The `bits` setting can be used to specify the length of the data to
extract and is required for fixed-length `string` types.
### `field` specification
When setting the `assignment` to `"field"` or omitting the `assignment`
setting, the extracted value will be used as a field. The `name` setting
is used as the name of the field and the `type` as type of the field value.
The `bits` setting can be used to specify the length of the data to
extract.
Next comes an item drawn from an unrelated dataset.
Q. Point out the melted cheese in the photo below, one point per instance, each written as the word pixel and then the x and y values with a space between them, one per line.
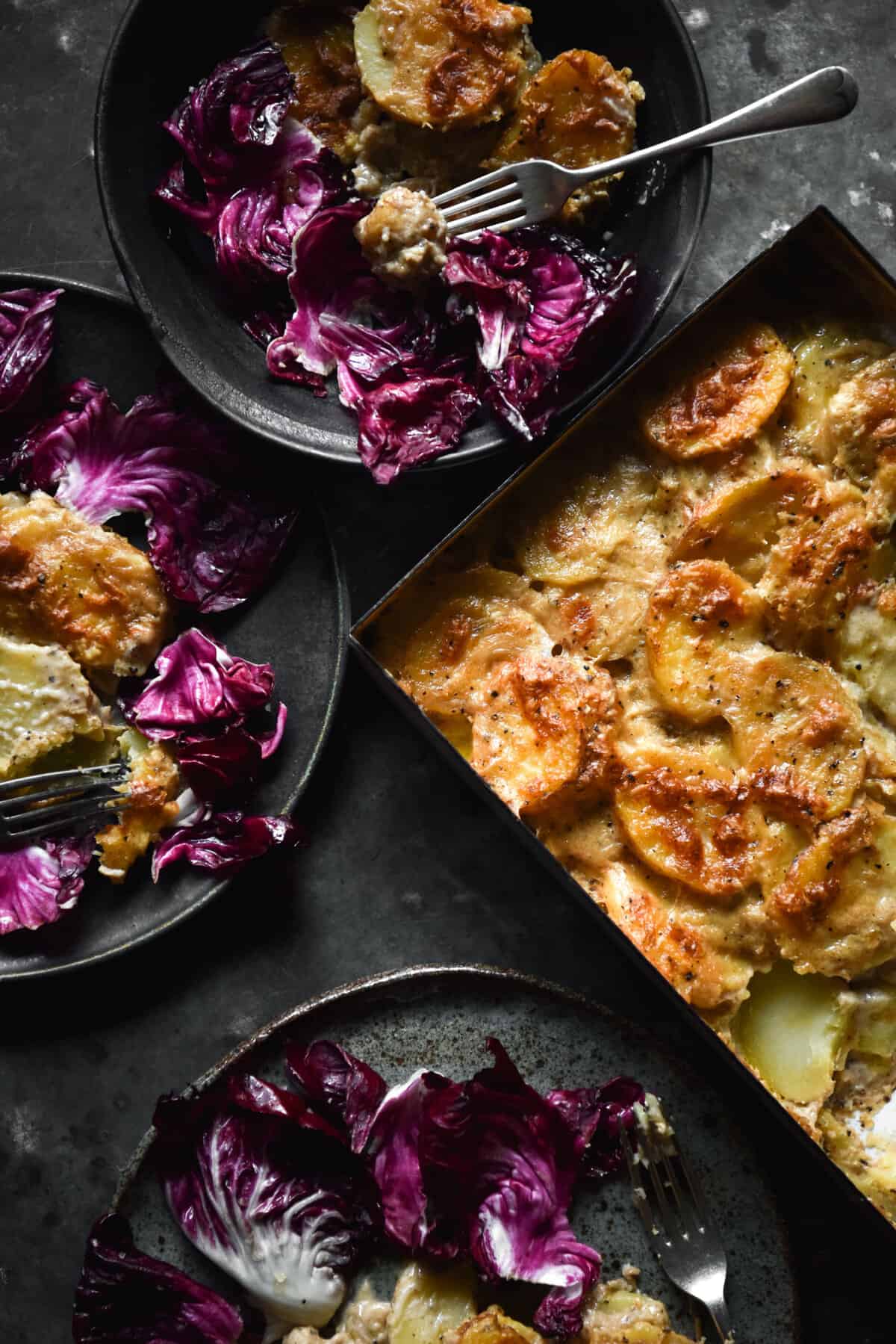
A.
pixel 45 702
By default the length corresponding to `type` is used.
Please see the [string](#string-type-handling) and [bool](#bool-type-handling)
specific sections when using those types.
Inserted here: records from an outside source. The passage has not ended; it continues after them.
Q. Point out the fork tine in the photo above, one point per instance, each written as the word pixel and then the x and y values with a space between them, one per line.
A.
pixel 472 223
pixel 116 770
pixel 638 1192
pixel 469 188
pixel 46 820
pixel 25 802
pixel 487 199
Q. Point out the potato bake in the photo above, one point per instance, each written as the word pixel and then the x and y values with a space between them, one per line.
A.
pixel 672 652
### `string` type handling
Strings are assumed to be fixed-length strings by default. In this case, the
`bits` setting is mandatory to specify the length of the string in _bit_.
To handle dynamic strings, the `terminator` setting can be used to specify
characters to terminate the string. The two named options, `fixed` and `null`
will specify fixed-length and null-terminated strings, respectively.
Any other setting will be interpreted as hexadecimal sequence of bytes
matching the end of the string. The termination-sequence is removed from
the result.
### `bool` type handling
By default `bool` types are assumed to be _one_ bit in length. You can
specify any other length by using the `bits` setting.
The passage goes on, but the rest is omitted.